Whether it's excellent papers, a theses, special presentations, or simply exciting new findings - we are pleased with our members for their successes. Slavisa Radovic (PhD), for example, showed with his dissertation how digital teaching can be better supported in practice. His goal: to make a difference for better studying.

Photo: Open Universiteit
Group photo promotion Slavisa Radovic

He actually studied mathematics. But through his involvement in projects that revolved around how digital platforms can improve teaching and studying, Slavisa Radovic realized that he could make a positive difference for teaching and studying. So he changed subjects and focused on educational science for his dissertation.

International experience, excellent dissertation

A research grant enabled him to conduct research in England, Greece, France and Amsterdam. At the Free University in Amsterdam, he completed his PhD in educational sciences - and even as one of the best eight in the university's history. His topic? A model, the Instructional Design Model, that provides tips and guides for educators, with the goal of designing digital learning environments to best accommodate students.

"For instructors in the higher education landscape, there is still very little applicable science that could point to how to make courses more exciting and effective. So we went and pulled together possible tips from existing theory and science, categorized them in a two-year field study, and evaluated them. The result was our model, which is now not only being used for a course in Amsterdam, but is also currently being implemented by professors in England and the USA. Important pillars include: Authenticity, Collaboration and Reflection.

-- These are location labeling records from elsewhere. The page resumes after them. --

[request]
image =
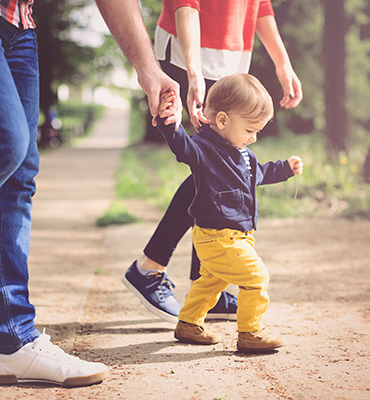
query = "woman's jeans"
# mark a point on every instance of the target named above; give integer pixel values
(19, 161)
(176, 220)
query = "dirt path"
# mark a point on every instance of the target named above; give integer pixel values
(319, 291)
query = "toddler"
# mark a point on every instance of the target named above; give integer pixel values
(224, 207)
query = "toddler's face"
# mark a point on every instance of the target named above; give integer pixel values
(239, 132)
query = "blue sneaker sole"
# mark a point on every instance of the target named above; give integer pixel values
(156, 311)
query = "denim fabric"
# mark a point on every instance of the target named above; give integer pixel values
(19, 160)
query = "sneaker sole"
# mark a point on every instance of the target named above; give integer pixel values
(156, 311)
(69, 382)
(193, 341)
(228, 317)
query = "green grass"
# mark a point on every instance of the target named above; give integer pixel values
(151, 173)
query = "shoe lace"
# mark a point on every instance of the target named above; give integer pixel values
(42, 343)
(162, 282)
(230, 299)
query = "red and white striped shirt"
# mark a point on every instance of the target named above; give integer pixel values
(18, 12)
(227, 29)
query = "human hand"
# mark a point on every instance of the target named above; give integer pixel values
(291, 86)
(154, 82)
(195, 101)
(296, 165)
(165, 105)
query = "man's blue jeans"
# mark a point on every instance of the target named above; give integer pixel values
(19, 161)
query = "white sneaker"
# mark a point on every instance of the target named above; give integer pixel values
(42, 361)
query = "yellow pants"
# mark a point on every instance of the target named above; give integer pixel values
(227, 256)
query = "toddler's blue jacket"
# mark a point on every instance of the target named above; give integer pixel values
(225, 192)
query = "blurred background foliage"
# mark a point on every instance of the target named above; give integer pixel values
(329, 45)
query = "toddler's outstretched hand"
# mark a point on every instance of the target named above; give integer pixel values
(166, 101)
(296, 165)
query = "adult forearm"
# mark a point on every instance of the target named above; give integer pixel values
(124, 20)
(188, 34)
(268, 32)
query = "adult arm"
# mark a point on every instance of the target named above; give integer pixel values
(124, 20)
(268, 32)
(188, 34)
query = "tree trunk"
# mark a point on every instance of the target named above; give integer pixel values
(366, 171)
(334, 57)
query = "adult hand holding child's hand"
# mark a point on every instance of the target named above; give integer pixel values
(296, 165)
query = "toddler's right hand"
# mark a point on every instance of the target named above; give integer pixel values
(166, 101)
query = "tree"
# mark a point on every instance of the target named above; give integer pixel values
(335, 93)
(59, 56)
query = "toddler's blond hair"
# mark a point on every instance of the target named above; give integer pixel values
(241, 94)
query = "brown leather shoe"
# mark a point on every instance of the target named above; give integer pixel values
(261, 341)
(190, 333)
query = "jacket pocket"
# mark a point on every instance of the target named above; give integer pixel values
(230, 202)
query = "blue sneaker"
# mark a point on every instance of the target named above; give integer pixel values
(154, 290)
(225, 308)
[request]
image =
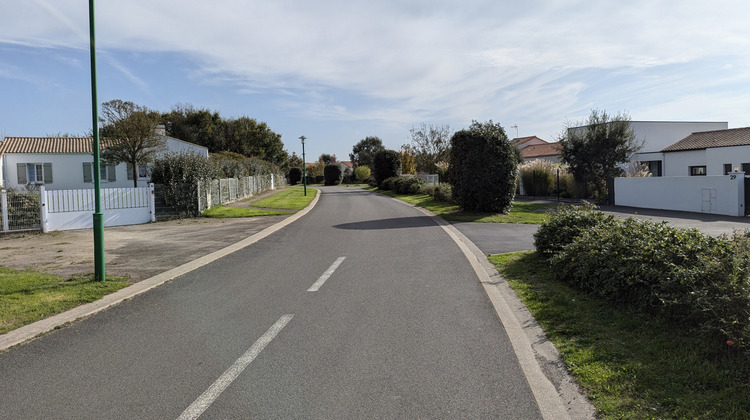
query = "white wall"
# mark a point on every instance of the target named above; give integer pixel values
(701, 194)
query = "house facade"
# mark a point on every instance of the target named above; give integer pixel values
(67, 163)
(709, 153)
(658, 135)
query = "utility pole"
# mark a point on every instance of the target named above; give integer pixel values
(304, 165)
(98, 216)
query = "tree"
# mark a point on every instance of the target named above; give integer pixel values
(407, 154)
(387, 164)
(483, 168)
(431, 145)
(130, 134)
(363, 152)
(594, 150)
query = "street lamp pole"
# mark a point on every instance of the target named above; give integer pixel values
(98, 216)
(304, 165)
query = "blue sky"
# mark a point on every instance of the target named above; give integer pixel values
(337, 71)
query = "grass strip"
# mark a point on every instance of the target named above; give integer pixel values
(221, 212)
(520, 213)
(630, 364)
(292, 198)
(27, 296)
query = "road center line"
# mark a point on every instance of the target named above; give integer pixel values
(209, 396)
(316, 286)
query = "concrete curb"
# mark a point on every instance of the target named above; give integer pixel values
(556, 392)
(30, 331)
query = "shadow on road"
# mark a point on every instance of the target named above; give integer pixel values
(393, 223)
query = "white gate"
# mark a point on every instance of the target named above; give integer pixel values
(74, 209)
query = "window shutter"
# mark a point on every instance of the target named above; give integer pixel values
(87, 175)
(21, 168)
(47, 173)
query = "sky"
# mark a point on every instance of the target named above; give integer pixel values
(338, 71)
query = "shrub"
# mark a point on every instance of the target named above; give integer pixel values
(362, 173)
(389, 184)
(333, 174)
(180, 175)
(565, 224)
(483, 168)
(386, 164)
(408, 184)
(295, 176)
(680, 274)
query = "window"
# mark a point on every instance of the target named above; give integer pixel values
(144, 172)
(698, 170)
(107, 173)
(654, 166)
(34, 173)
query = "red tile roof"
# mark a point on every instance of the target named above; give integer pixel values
(539, 150)
(710, 139)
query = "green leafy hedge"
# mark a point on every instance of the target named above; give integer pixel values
(681, 274)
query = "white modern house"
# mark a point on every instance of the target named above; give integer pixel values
(702, 172)
(61, 163)
(658, 135)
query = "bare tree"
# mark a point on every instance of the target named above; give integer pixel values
(130, 134)
(431, 145)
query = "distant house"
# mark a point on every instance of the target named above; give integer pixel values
(716, 152)
(67, 163)
(533, 148)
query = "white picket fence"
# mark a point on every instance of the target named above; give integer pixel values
(74, 209)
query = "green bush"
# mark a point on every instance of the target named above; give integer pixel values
(386, 164)
(389, 184)
(565, 224)
(483, 168)
(679, 274)
(333, 174)
(295, 176)
(362, 173)
(408, 184)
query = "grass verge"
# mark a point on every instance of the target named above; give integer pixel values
(290, 198)
(27, 296)
(630, 364)
(521, 212)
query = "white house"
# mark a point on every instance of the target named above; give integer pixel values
(67, 163)
(716, 152)
(657, 135)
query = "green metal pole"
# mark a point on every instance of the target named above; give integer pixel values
(98, 216)
(304, 165)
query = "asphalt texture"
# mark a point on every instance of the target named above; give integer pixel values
(401, 328)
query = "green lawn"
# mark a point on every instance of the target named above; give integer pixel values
(521, 212)
(630, 364)
(291, 199)
(27, 296)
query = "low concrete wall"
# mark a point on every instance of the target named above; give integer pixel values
(701, 194)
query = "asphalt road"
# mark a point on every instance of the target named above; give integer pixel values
(399, 326)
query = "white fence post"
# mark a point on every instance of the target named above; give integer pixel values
(44, 214)
(152, 202)
(4, 205)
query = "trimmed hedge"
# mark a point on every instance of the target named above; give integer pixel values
(680, 274)
(483, 169)
(333, 174)
(386, 164)
(295, 176)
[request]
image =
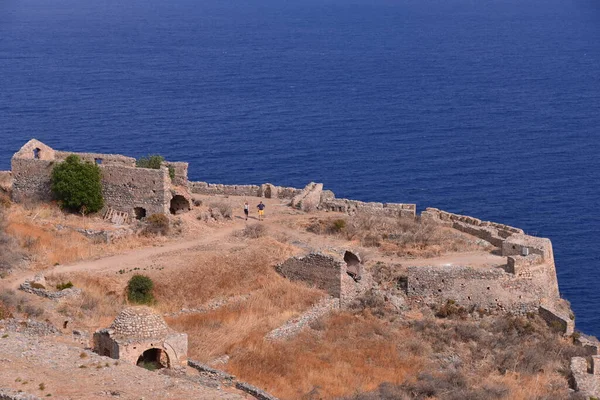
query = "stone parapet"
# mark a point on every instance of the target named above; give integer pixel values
(482, 287)
(266, 190)
(352, 207)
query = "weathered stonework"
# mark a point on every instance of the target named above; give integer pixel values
(266, 190)
(485, 287)
(586, 376)
(310, 197)
(137, 191)
(6, 181)
(352, 207)
(139, 334)
(328, 273)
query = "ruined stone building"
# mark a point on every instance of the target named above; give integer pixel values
(139, 335)
(125, 187)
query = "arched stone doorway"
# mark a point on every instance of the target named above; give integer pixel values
(353, 267)
(153, 359)
(179, 204)
(140, 212)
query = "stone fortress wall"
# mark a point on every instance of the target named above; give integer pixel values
(526, 282)
(125, 187)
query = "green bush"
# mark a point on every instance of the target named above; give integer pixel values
(77, 185)
(63, 286)
(139, 290)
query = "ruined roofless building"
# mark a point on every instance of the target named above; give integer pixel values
(138, 191)
(140, 336)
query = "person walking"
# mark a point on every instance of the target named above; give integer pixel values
(261, 211)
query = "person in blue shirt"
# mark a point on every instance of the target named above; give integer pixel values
(261, 211)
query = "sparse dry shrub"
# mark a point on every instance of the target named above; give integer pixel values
(400, 236)
(224, 209)
(156, 224)
(10, 252)
(333, 360)
(4, 311)
(220, 274)
(254, 231)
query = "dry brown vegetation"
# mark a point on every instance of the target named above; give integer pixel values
(34, 228)
(269, 300)
(363, 357)
(402, 237)
(102, 298)
(367, 352)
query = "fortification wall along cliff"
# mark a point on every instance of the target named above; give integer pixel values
(125, 187)
(526, 281)
(265, 190)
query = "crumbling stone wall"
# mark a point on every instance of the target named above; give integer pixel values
(31, 179)
(318, 270)
(510, 240)
(136, 330)
(266, 190)
(483, 287)
(181, 170)
(310, 197)
(98, 158)
(124, 186)
(352, 207)
(328, 273)
(6, 181)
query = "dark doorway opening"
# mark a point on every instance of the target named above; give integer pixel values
(179, 204)
(140, 212)
(153, 359)
(353, 267)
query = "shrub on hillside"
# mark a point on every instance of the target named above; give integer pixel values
(10, 251)
(224, 209)
(139, 290)
(156, 224)
(254, 231)
(77, 185)
(64, 285)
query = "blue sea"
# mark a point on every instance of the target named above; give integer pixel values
(489, 108)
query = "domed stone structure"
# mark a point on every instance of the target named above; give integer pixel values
(140, 336)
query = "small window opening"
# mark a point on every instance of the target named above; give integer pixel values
(353, 267)
(153, 359)
(140, 212)
(179, 204)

This combination of new theoretical model and direct implementation in teaching, was convincing and Slavisa received a rating among the top two percent.

Reflection as a key competence

Here at FernUniversität, Slavisa is now continuing to work with Dr. Niels Seidel on digital learning platforms in the APLE project - more specifically, on adapting the learning platforms in an adaptive and personalized way to students so that they can learn in a better self-regulated way.

"Reflection is an important pillar here, and we should always encourage it. Teachers often think that students reflect on assignments or their learning anyway. But the truth is that this is a complex cognitive skill and students don't always find reflection easy. We now know how to initiate reflection, what it should look like, and when and how it should take place”, the scientist explains.

"To do this, you also need to know there are different levels of reflection, the higher the better," says Slavisa Radovic. Questions that help students here, for example, are:

  • How have their views changed after learning?
  • How can they match what they've learned with previous practical experiences?

"Reflection should also always follow important learning events, such as a practical session. Just reflecting on a task is much less effective than writing down your thoughts. Sharing the reflection task with other course participants, also helps by perceiving other perspectives," says Slavisa Radovic.

Within CATALPA, Slavisa Radovic now brings his international experience to the table. "For me, the work here at FernUni is particularly exciting because all projects are carried out with implications for practice - to make studying better and more efficient. The combination of educational science and analytics are, in my opinion, the 'next big thing'."